Setali tiga uang dengan performa brilian Courtois dan Lloris, partai semifinal lain antara Kroasia dan Inggris juga menjadi panggung untuk Subasic serta Pickford.
Tak salah apabila para penggemar sepak bola menyebut nama Mario Mandzukic atau Ivan Perisic sebagai aktor utama di laga tersebut karena menghadiahkan kemenangan bersejarah untuk Kroasia. Namun Subasic dan Pickford sudah membuktikan kapasitas hebatnya dengan aksi-aksi paripurna dalam membendung berbagai usaha lawan.

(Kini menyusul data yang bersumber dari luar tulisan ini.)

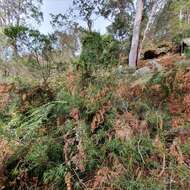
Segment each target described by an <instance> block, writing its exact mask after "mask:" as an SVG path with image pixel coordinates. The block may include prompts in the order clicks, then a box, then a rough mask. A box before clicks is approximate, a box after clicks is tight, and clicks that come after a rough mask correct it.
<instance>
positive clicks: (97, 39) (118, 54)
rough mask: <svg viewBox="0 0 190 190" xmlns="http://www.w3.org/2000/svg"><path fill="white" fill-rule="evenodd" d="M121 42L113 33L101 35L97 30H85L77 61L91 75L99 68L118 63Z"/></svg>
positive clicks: (80, 67)
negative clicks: (92, 30)
mask: <svg viewBox="0 0 190 190" xmlns="http://www.w3.org/2000/svg"><path fill="white" fill-rule="evenodd" d="M119 50H120V44H119V42H118V41H117V40H115V39H114V38H113V37H112V36H111V35H108V36H106V35H104V36H101V35H100V34H99V33H96V32H85V33H84V35H83V38H82V52H81V55H80V58H79V61H78V62H77V63H76V64H78V67H80V68H81V69H82V71H83V73H84V75H85V74H86V75H87V76H88V75H91V74H92V72H94V71H96V70H97V69H102V68H107V67H109V66H113V65H116V64H117V63H118V57H119V52H120V51H119Z"/></svg>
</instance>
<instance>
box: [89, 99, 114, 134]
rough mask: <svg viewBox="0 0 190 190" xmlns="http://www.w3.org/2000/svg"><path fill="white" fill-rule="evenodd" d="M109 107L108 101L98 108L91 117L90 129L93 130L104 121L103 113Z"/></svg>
mask: <svg viewBox="0 0 190 190" xmlns="http://www.w3.org/2000/svg"><path fill="white" fill-rule="evenodd" d="M110 109H111V103H110V102H108V103H107V104H105V105H103V106H102V108H101V109H100V110H98V111H97V112H96V114H95V116H94V117H93V120H92V123H91V131H92V132H94V131H95V130H96V129H97V128H98V127H99V125H100V124H102V123H103V122H104V119H105V114H106V112H108V111H109V110H110Z"/></svg>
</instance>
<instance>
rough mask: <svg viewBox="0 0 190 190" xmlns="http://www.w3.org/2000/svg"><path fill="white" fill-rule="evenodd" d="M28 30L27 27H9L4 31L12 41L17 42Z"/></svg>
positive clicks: (5, 34)
mask: <svg viewBox="0 0 190 190" xmlns="http://www.w3.org/2000/svg"><path fill="white" fill-rule="evenodd" d="M27 30H28V28H27V27H25V26H9V27H7V28H5V29H4V34H5V35H6V36H7V37H9V38H10V39H12V40H16V39H17V38H18V37H20V36H21V35H22V34H24V33H25V32H26V31H27Z"/></svg>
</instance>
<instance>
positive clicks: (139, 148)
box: [138, 139, 145, 164]
mask: <svg viewBox="0 0 190 190" xmlns="http://www.w3.org/2000/svg"><path fill="white" fill-rule="evenodd" d="M140 142H141V139H139V141H138V153H139V154H140V157H141V159H142V161H143V164H145V161H144V158H143V156H142V154H141V151H140V147H139V145H140Z"/></svg>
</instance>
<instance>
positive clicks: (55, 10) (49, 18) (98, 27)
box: [39, 0, 109, 34]
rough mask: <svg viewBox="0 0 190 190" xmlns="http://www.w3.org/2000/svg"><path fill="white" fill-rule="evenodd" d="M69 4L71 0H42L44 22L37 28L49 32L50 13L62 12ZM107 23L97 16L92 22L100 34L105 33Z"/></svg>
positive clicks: (49, 24)
mask: <svg viewBox="0 0 190 190" xmlns="http://www.w3.org/2000/svg"><path fill="white" fill-rule="evenodd" d="M71 4H72V0H43V6H42V11H43V14H44V22H43V23H42V24H41V26H40V28H39V30H40V31H41V32H42V33H45V34H47V33H51V32H52V31H53V29H52V27H51V25H50V20H51V17H50V13H53V14H59V13H64V12H65V11H66V10H67V9H68V8H69V6H71ZM108 25H109V22H108V21H107V20H105V19H103V18H98V19H97V20H96V21H95V22H94V28H95V29H96V31H98V32H100V33H102V34H104V33H106V26H108Z"/></svg>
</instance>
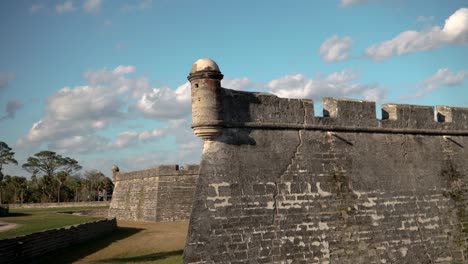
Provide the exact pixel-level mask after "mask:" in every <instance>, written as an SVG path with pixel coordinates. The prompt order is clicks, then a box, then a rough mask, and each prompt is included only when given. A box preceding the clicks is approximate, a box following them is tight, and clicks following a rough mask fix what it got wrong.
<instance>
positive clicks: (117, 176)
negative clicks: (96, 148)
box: [109, 165, 199, 222]
mask: <svg viewBox="0 0 468 264" xmlns="http://www.w3.org/2000/svg"><path fill="white" fill-rule="evenodd" d="M198 170H199V166H198V165H185V166H183V169H182V168H180V167H179V166H178V165H163V166H158V167H154V168H151V169H147V170H142V171H133V172H126V173H121V172H119V171H118V168H117V167H114V168H113V181H114V193H113V195H112V201H111V204H110V207H109V217H116V218H117V219H119V220H132V221H150V222H158V221H175V220H185V219H188V218H189V216H190V212H191V209H192V200H193V194H194V192H195V187H196V182H197V179H198Z"/></svg>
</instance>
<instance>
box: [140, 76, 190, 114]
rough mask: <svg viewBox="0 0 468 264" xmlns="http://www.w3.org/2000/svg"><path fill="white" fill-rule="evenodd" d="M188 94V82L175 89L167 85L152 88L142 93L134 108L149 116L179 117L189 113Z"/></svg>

Bermain selama 120 menit, Subasic berkali-kali menyelamatkan gawangnya dari cecaran para penggawa The Three Lions. Misalnya saja upaya jarak dekat Kane (meski akhirnya diketahui bahwa sang penyerang telah terperangkap offside), maupun aksi-aksi Dele Alli dan Jesse Lingard. Praktis, cuma tendangan bebas indah Kieran Trippier yang membuat Subasic dan Kroasia kebobolan.
Sebaliknya, Pickford juga dipaksa penggawa Vatreni buat pontang-panting menjaga jalanya. Masing-masing sepasang percobaan dari Ante Rebic dan Marcelo Brozovic. Pantas rasanya kalau ia beroleh kredit lebih karena tanpa kehadiran Pickford, Inggris pasti menangis sedari pertengahan laga.
Berkaca dari situasi tersebut, tidak salah rasanya kalau laga semifinal Piala Dunia 2018 dilabeli sebagai panggung megah bagi para kiper. Pertunjukan yang mereka buat sepanjang laga, menghadirkan sesuatu yang dapat mengubah pandangan khalayak. Ya, para kiper tak sepatutnya dipandang sebelah mata karena tanpa mereka, sepak bola takkan jadi pagelaran yang sempurna.